This PhD will develop and deploy the tools needed high-fidelity simulations: machine learned interatomic-potentials (MLIPs), refined for molten salt mixtures hosting other nuclear material solutes.
We will perform density functional theory (DFT) calculations and molecular dynamics (MD) simulations to create molten salt MLIPs, predicting a variety of industrially pertinent properties: thermal conductivity, heat capacity, viscosity, and thermodynamic phase data. We will develop new statistical mechanical models, adapting recent developments in the thermodynamic theory of liquids towards liquid mixtures and molten salts in particular. Neutron scattering experiments at the STFC ISIS Facility will validate microscopic structural and dynamical data, while thermodynamic and transport will be shared with and validated by experimental colleagues in academia and industry. This will allow us to ascertain key properties and relations to guide engineers designing and prototyping next-generation nuclear technologies.
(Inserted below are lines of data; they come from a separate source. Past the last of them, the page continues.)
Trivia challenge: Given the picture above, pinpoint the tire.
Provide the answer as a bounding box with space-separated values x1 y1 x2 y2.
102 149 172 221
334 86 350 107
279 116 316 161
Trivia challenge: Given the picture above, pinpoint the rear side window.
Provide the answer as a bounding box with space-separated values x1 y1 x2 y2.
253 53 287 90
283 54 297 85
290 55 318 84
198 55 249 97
The successful candidate will join Bangor University’s Nuclear Futures Institute, a multidisciplinary team of researchers. The candidate will benefit from our international network of academic partners and our close relations with the UK nuclear industry. They will also benefit from supervision by Science and Technology Facilities Council (STFC), Scientific Computing Department Daresbury Laboratory, with the PhD being conducted between Bangor and Daresbury with a 50:50 time split. This project is supported by the Ada Lovelace Centre at STFC and the Nuclear Energy Futures Centre for Doctoral Training. The candidate will be part of the comprehensive training network as part of the wider cohort in collaboration with Imperial College London, the University of Cambridge, and the University of Bristol.
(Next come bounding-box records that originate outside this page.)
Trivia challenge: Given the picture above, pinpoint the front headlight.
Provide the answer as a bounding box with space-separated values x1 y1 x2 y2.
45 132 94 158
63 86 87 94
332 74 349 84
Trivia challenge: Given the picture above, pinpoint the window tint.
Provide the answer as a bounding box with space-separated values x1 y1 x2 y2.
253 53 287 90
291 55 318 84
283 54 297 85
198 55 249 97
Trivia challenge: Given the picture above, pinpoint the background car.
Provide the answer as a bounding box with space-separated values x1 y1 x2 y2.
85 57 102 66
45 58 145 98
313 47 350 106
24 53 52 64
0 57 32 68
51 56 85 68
Fees and funding: This fully funded project includes tuition fees, a stipend at the UKRI rate (£20780 pa), and a £2000 annual budget for travel and subsistence. Funding is available only to UK home students.
Entry requirements: The candidate must have a UK 2:1 honours degree or its international equivalent in physics, chemistry, or similar. The ideal candidate will have:
Informal enquiries should be directed to the project supervisors, Dr Cillian Cockrell (Bangor University, NFI – c.cockrell@bangor.ac.uk) and Dr Alin-Marin Elena (STFC Daresbury – alin-marin.elena@stfc.ac.uk).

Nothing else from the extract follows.